# I NEED WRITERS INTERESTED IN ZIG ZAG!!!



## SPAMZZKRR (Jan 4, 2009)

Are you a writer who is interested in Zig Zag? That proves two things; you can read the title and you're interested in my offer! I am a writer who likes Zig Zag and I have started a project of stories about said fur. If you are a writer of basic or upwards skill and you would like to take part then please e-mail me at spam123alex@aol.com. I have received the go ahead from Max Blackrabbit with permission. I have also asked Eric Schwartz as his characters normally collide with Max's. I need a few more writers so please e-mail as soon as possible and I will send you some info.

Thanks FA!

SPAMZZKRR


----------



## Chanticleer (Jan 4, 2009)

Who is zig zag?


----------



## kitreshawn (Jan 4, 2009)

Zig Zag is a half skunk half tiger (I think?  Never really payed any attention) who runs a porn studio.


----------



## Chanticleer (Jan 4, 2009)

kitreshawn said:


> Zig Zag is a half skunk half tiger (I think?  Never really payed any attention) who runs a porn studio.



See part of me wants to run away at the thought that, but another part of me wants to see a link.

Has FA corrupted me?


----------



## Internet Police Chief (Jan 4, 2009)

It depends on what you want.

If it's a porno story, I'm out. If it's anything else, I'd consider it.


----------



## Oryxe (Jan 4, 2009)

I'm up for anything. Yeah. Anything.


----------



## TDGSeal (Jan 4, 2009)

Oryxe said:


> I'm up for anything. Yeah. Anything.



Ditto.


----------



## ironwolf85 (Jan 5, 2009)

hmmm I'll chip in if the story interests me, might add some OC's


----------



## ScottyDM (Jan 7, 2009)

Just because a character runs herd on "teh prawns" doesn't mean your story needs to follow suit. See this most excellent example.

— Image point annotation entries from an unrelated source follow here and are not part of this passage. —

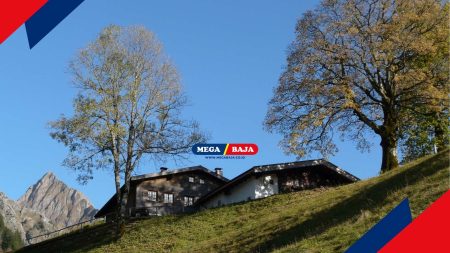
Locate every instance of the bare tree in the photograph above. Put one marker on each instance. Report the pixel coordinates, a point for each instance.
(128, 107)
(359, 67)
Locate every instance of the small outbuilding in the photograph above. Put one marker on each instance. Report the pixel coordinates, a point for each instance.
(267, 180)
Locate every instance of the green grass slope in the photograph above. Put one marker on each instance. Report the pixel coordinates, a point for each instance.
(324, 220)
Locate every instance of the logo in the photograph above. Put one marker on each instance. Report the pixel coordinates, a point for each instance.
(39, 16)
(230, 149)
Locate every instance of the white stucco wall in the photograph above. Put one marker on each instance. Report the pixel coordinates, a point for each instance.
(266, 186)
(252, 188)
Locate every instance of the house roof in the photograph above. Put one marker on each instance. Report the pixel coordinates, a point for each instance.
(278, 167)
(113, 200)
(177, 171)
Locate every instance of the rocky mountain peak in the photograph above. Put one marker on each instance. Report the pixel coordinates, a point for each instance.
(62, 205)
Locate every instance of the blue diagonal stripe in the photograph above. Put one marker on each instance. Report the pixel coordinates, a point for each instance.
(383, 231)
(47, 18)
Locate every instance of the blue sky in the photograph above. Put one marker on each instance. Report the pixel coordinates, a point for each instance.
(229, 55)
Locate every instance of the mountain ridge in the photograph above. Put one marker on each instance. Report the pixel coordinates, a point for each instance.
(61, 204)
(46, 206)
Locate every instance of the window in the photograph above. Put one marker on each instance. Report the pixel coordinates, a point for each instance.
(168, 198)
(152, 195)
(188, 201)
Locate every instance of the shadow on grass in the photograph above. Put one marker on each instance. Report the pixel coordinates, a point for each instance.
(78, 241)
(373, 196)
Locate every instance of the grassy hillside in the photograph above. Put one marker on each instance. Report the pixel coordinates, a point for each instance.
(325, 220)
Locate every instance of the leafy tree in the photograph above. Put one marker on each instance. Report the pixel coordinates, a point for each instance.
(359, 67)
(128, 107)
(424, 135)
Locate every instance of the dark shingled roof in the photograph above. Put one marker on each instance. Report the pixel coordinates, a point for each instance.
(112, 201)
(277, 167)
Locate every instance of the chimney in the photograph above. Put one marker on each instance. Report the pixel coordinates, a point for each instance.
(219, 171)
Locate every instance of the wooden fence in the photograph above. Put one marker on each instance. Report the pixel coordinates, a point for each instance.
(62, 231)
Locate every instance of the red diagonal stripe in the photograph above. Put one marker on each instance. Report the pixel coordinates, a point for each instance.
(429, 232)
(13, 13)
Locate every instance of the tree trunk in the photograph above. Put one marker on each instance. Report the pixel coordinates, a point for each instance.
(389, 159)
(119, 218)
(439, 135)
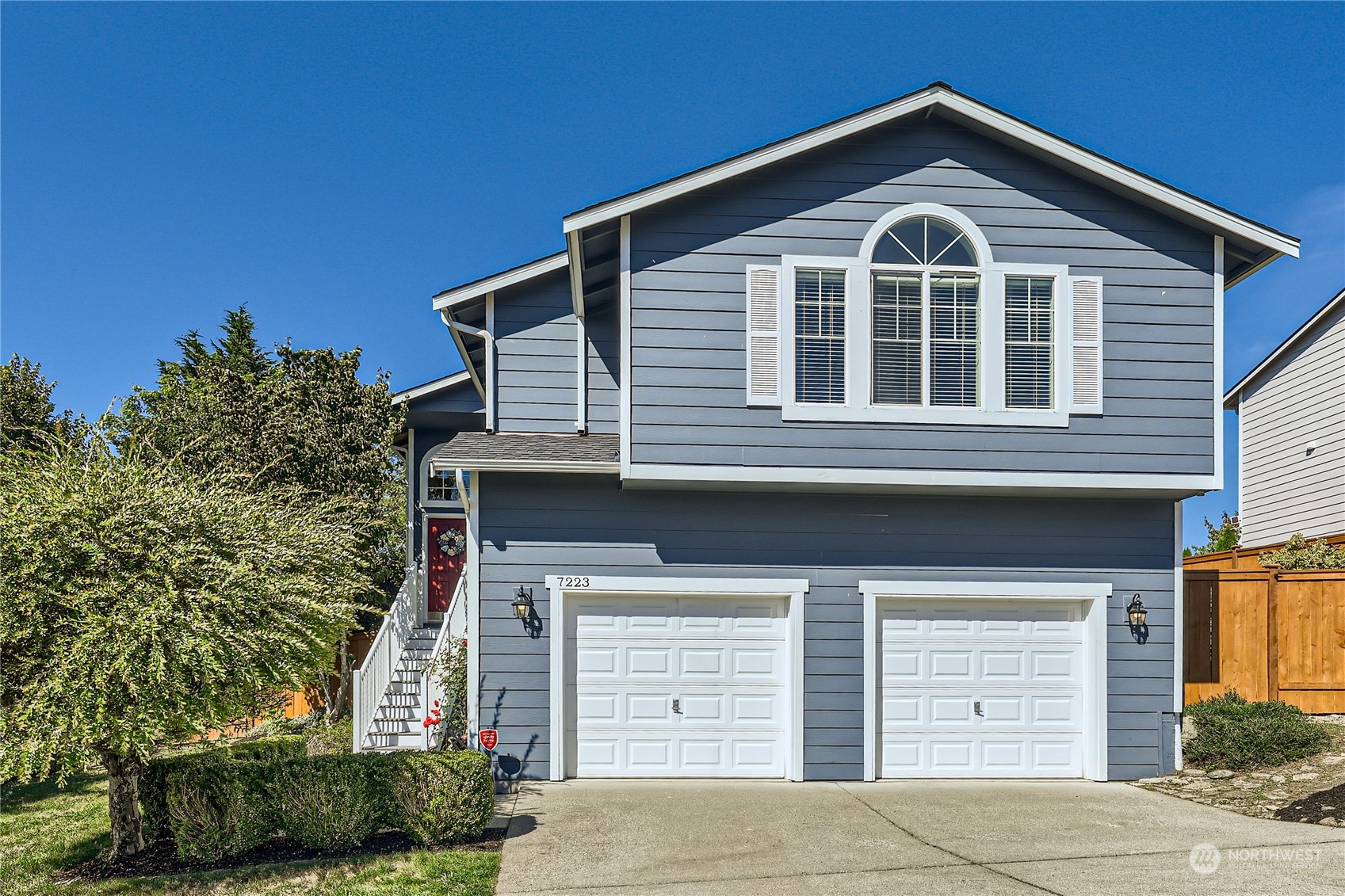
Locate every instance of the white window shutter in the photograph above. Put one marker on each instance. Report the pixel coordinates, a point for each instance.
(764, 335)
(1086, 302)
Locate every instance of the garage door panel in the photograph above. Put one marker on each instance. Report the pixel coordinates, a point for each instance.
(982, 689)
(721, 659)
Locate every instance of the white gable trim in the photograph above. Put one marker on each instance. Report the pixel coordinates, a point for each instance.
(478, 288)
(965, 107)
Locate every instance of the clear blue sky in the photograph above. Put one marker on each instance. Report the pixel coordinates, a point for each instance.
(335, 165)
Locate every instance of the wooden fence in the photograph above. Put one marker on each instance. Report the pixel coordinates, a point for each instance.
(1269, 634)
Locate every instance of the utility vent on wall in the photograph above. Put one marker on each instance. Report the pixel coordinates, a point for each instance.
(763, 335)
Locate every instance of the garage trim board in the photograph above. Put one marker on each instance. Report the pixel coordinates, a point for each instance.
(567, 589)
(1090, 597)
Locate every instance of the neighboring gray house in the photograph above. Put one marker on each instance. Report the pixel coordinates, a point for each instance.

So what is the project? An anthology? A joint writing project? Something else?

S-


----------



## SPAMZZKRR (Jan 17, 2009)

The project is just some stories about Zig Zag. It'll be good fun...


----------



## StainMcGorver (Jan 17, 2009)

Sorry Scotty, it'll most likely be a prawnzo, because, well, I can just tell. Maybe it's from all of the posts before you...

And guess what SPAM? YOU CAN GO FUCK YOURSELF.


----------



## mottled.kitten (Jan 17, 2009)

Do we have permission from Max Blackrabbit? >_>


----------



## SPAMZZKRR (Jan 18, 2009)

StainMcGorver said:


> Sorry Scotty, it'll most likely be a prawnzo, because, well, I can just tell. Maybe it's from all of the posts before you...
> 
> And guess what SPAM? YOU CAN GO FUCK YOURSELF.


 
Yeah we have permission from Max and Eric if you need to use his characters. You need to state the copyright stuff at the bottom though. And what is your problem Stain? I doesn't have to be porn at all. There's a difference between love and sex which can easily be expressed in a story. If you don't like porn then that's your opinion but it's not everyone else's. I'm not forcing people to do the project I asked if anyone was interested. It'd be nice for Max and a cool selection of stories to read. Calm down seriously...


----------



## SPAMZZKRR (Jan 25, 2009)

My story is done. Check it on YS and FA and expect more coming soon. The project is open for addition at anytime for anyone interested.


----------



## ironwolf85 (Feb 2, 2009)

I think I got an Idea... be back with it later


----------